Dr. Quiggin, I should have expanded on what I meant. The implication here is that we have seen no proof of Reagan’s complicity. Google, Technorati, and Wikipedia appear useless as Galbraith’s article has clogged most avenues of easy information. But the Congressional record shows that this could possibly be laid at someone else’s feet besides Reagan.

I haven’t much interest in defending Reagan as he made some nasty deals with the devil in the name of stopping Communism. But this article looks like a mid-term hit piece on the Republicans.
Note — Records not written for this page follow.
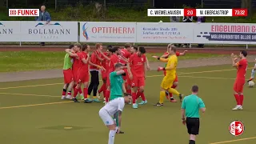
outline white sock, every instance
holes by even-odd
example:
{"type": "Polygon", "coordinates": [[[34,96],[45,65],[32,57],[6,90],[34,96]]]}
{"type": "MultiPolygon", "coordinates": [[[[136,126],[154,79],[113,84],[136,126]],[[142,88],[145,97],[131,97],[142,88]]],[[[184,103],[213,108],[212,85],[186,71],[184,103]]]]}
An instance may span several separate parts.
{"type": "Polygon", "coordinates": [[[110,130],[108,144],[114,144],[116,130],[110,130]]]}

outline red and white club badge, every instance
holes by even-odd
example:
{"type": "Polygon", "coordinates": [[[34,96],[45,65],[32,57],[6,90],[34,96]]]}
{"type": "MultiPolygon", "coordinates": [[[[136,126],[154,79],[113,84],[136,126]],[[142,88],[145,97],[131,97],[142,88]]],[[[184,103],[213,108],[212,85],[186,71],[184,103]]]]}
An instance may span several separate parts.
{"type": "Polygon", "coordinates": [[[239,136],[245,131],[245,126],[240,121],[233,121],[230,124],[229,130],[234,136],[239,136]]]}

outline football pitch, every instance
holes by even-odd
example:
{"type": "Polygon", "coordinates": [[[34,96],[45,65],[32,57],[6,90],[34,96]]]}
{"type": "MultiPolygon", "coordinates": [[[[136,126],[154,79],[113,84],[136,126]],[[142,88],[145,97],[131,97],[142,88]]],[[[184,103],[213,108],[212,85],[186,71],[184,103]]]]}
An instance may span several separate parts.
{"type": "MultiPolygon", "coordinates": [[[[252,66],[252,65],[250,65],[252,66]]],[[[247,71],[248,78],[250,70],[247,71]]],[[[236,70],[230,65],[178,69],[178,91],[187,95],[192,85],[199,86],[199,96],[206,112],[201,114],[197,144],[253,144],[255,133],[255,88],[244,88],[244,110],[235,106],[233,83],[236,70]],[[245,125],[242,135],[229,132],[234,120],[245,125]]],[[[162,73],[147,74],[145,95],[149,102],[138,110],[126,105],[122,114],[124,134],[117,144],[186,144],[189,135],[181,121],[181,103],[158,101],[162,73]]],[[[6,144],[107,143],[108,130],[98,116],[103,104],[74,103],[61,100],[62,78],[0,83],[0,142],[6,144]]]]}

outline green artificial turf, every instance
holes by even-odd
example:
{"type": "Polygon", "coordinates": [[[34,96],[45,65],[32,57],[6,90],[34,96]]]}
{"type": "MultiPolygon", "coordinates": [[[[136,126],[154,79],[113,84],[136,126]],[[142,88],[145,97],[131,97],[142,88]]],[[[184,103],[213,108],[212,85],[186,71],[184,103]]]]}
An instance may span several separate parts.
{"type": "MultiPolygon", "coordinates": [[[[152,55],[162,54],[147,54],[150,62],[157,62],[152,55]]],[[[29,71],[62,69],[65,52],[36,51],[5,51],[0,52],[0,72],[29,71]]],[[[211,54],[188,54],[179,59],[195,59],[219,56],[211,54]]]]}
{"type": "MultiPolygon", "coordinates": [[[[178,90],[190,94],[191,86],[198,85],[199,96],[206,106],[206,114],[201,114],[197,144],[223,141],[230,141],[227,143],[230,144],[256,143],[255,88],[246,85],[244,110],[231,110],[236,105],[233,96],[234,69],[227,65],[186,68],[179,69],[178,74],[178,90]],[[240,120],[245,125],[245,132],[239,137],[232,136],[228,130],[234,120],[240,120]],[[242,140],[236,142],[238,139],[242,140]]],[[[246,78],[249,77],[248,72],[246,78]]],[[[158,101],[162,79],[162,73],[148,73],[145,95],[149,102],[138,110],[126,106],[122,126],[125,134],[116,135],[116,144],[188,143],[189,136],[181,122],[180,102],[166,100],[162,107],[153,106],[158,101]]],[[[2,143],[107,143],[108,130],[98,116],[103,104],[61,100],[62,81],[53,78],[0,82],[2,143]]],[[[219,144],[222,143],[224,142],[219,144]]]]}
And if you are looking for inconsistencies between Republican stances then and now, read some of Bush’s speeches about how maintaining the status quo was important then, but promoting Democracy is important now. The fall of the Berlin wall changed everything, it just took until 9/11 for the US government to realize it (clever eh? I just thought that line up with only this bottle of Jameson as help)

36

neil morrison 09.09.06 at 5:28 am

JQ, you yourself have passed up heaps of opportunites to condemn France, Russia and the PRC’s support for Saddam.

It’s only the less substantial US support that gets any attention at CT.

37

John Quiggin 09.09.06 at 6:43 am

“JQ, you yourself have passed up heaps of opportunites to condemn France, Russia and the PRC’s support for Saddam.”

RTFP, particularly the sentence condemning France and Russia. As for the PRC, see here (there’s plenty more where that came form).

Now, about that condemnation of the Republicans you were about to deliver …

38

Harald Korneliussen 09.11.06 at 5:23 am

Given enough eyeballs, no issues are shallow.